Le Conseil d’Etat a annulé, jeudi, un décret clé encadrant l’interdiction du plastique dans les cantines scolaires, fragilisant de fait l’application de la loi Egalim. Adoptée en 2018, la loi Egalim prévoyait l’interdiction, au 1er janvier 2025, des « contenants alimentaires de cuisson, de réchauffe ou de service en matière plastique » dans les cantines scolaires.
Le Conseil d’Etat a annulé, jeudi, un décret essentiel qui réglementait l’interdiction du plastique dans les cantines scolaires, ce qui remet en question l’application de la loi Egalim. Cette décision repose sur un « vice substantiel » dans la rédaction du document et constitue un revers pour le gouvernement sur le plan juridique.
À l’origine de ce recours, le syndicat des plasturgistes Plastalliance se réjouit d’une victoire. Joseph Tayefeh, son représentant, a qualifié auprès de l’AFP cette décision de « très belle victoire », tandis que l’organisation affirme que « l’ensemble de l’interdiction s’effondre » suite à l’annulation des définitions des contenants.
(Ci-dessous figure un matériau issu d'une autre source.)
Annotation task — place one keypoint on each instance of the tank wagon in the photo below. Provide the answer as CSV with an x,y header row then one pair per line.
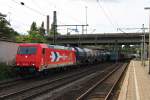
x,y
35,57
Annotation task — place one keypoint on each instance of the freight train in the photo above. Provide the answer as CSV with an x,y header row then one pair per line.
x,y
36,57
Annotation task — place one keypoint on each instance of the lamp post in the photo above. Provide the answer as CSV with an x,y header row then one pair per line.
x,y
142,50
148,8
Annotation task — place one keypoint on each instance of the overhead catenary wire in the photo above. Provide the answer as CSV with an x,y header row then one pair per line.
x,y
106,15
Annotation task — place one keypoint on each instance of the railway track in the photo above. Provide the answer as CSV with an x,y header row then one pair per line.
x,y
99,87
44,86
102,90
10,82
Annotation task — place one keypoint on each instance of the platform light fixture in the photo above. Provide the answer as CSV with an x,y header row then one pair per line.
x,y
148,8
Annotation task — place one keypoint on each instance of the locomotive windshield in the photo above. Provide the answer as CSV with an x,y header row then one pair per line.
x,y
27,50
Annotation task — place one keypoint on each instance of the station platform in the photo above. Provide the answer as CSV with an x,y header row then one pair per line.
x,y
136,85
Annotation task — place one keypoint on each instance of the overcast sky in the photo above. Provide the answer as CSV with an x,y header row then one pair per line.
x,y
102,15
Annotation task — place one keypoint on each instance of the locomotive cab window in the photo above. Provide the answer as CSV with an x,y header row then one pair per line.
x,y
27,50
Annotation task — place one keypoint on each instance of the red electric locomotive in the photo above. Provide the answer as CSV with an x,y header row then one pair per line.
x,y
35,57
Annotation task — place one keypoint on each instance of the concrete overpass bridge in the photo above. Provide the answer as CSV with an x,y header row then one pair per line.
x,y
100,39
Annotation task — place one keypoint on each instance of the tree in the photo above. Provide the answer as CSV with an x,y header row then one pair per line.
x,y
5,27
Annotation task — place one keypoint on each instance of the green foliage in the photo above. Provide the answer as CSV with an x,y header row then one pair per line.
x,y
6,71
36,35
5,28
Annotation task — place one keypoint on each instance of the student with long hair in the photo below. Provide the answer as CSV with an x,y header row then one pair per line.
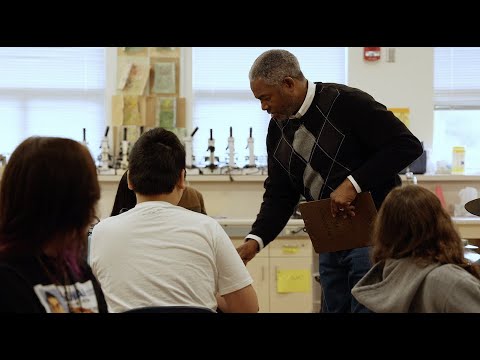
x,y
419,259
48,194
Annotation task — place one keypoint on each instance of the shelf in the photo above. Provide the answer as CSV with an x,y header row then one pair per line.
x,y
261,178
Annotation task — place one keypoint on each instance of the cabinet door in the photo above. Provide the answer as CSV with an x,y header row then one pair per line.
x,y
297,299
258,269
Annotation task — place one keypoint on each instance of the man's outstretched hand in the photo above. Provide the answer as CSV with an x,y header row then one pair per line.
x,y
248,250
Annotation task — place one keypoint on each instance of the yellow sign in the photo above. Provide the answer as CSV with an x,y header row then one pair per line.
x,y
293,281
290,249
403,114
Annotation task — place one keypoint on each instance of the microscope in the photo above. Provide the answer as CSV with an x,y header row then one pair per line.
x,y
104,159
191,169
211,160
124,148
231,166
251,167
84,142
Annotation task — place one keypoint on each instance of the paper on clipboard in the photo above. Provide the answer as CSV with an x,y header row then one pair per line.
x,y
330,234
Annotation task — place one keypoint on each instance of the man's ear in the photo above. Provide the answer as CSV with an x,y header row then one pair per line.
x,y
182,182
130,186
289,82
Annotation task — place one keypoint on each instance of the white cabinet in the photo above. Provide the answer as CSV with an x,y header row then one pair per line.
x,y
282,275
291,279
258,268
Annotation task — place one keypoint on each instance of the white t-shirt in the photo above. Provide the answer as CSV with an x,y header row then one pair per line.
x,y
159,254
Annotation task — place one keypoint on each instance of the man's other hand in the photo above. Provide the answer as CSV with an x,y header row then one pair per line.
x,y
342,198
248,250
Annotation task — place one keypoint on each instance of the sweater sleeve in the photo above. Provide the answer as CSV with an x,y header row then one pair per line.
x,y
279,199
392,145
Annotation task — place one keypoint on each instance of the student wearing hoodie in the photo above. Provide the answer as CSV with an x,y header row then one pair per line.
x,y
418,257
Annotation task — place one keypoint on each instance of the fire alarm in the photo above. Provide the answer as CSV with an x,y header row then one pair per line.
x,y
371,54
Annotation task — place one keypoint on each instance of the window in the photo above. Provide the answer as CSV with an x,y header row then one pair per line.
x,y
457,105
222,97
52,92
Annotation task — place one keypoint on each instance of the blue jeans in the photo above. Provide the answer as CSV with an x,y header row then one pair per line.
x,y
339,272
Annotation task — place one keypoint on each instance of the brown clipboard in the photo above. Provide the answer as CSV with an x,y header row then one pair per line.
x,y
329,234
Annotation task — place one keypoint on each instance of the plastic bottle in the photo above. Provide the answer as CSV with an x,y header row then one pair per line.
x,y
458,160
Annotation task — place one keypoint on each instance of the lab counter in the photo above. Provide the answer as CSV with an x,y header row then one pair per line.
x,y
469,227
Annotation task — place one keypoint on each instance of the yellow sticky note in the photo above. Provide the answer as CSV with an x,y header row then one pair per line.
x,y
290,249
293,281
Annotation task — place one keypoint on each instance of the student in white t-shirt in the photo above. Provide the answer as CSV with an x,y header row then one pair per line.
x,y
160,254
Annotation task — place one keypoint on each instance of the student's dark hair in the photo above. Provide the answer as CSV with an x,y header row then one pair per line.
x,y
48,195
156,162
125,198
412,223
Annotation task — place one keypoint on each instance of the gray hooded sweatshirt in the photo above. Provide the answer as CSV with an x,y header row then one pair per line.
x,y
402,285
Adoptée en 2018, la loi Egalim prévoyait l’interdiction, à partir du 1er janvier 2025, des « contenants alimentaires de cuisson, de réchauffe ou de service en matière plastique » dans les cantines scolaires, dans les universités ainsi que dans les structures accueillant des enfants de moins de 6 ans. La loi Agec avait élargi cette interdiction aux services hospitaliers de pédiatrie, d’obstétrique et de maternité, accordant un délai supplémentaire jusqu’en 2028 pour les communes de moins de 2 000 habitants.
Le décret du 28 janvier 2025, adopté après l’entrée en vigueur de la loi, avait élargi le champ d’application en intégrant la vaisselle et les couverts. Cette extension a été qualifiée d’illégale, comme l’avait reconnu l’ancienne ministre de la Transition écologique, Agnès Pannier-Runacher, qui avait évoqué une « fragilité juridique » et rappelé qu’« un décret ne peut aller plus loin que la loi ».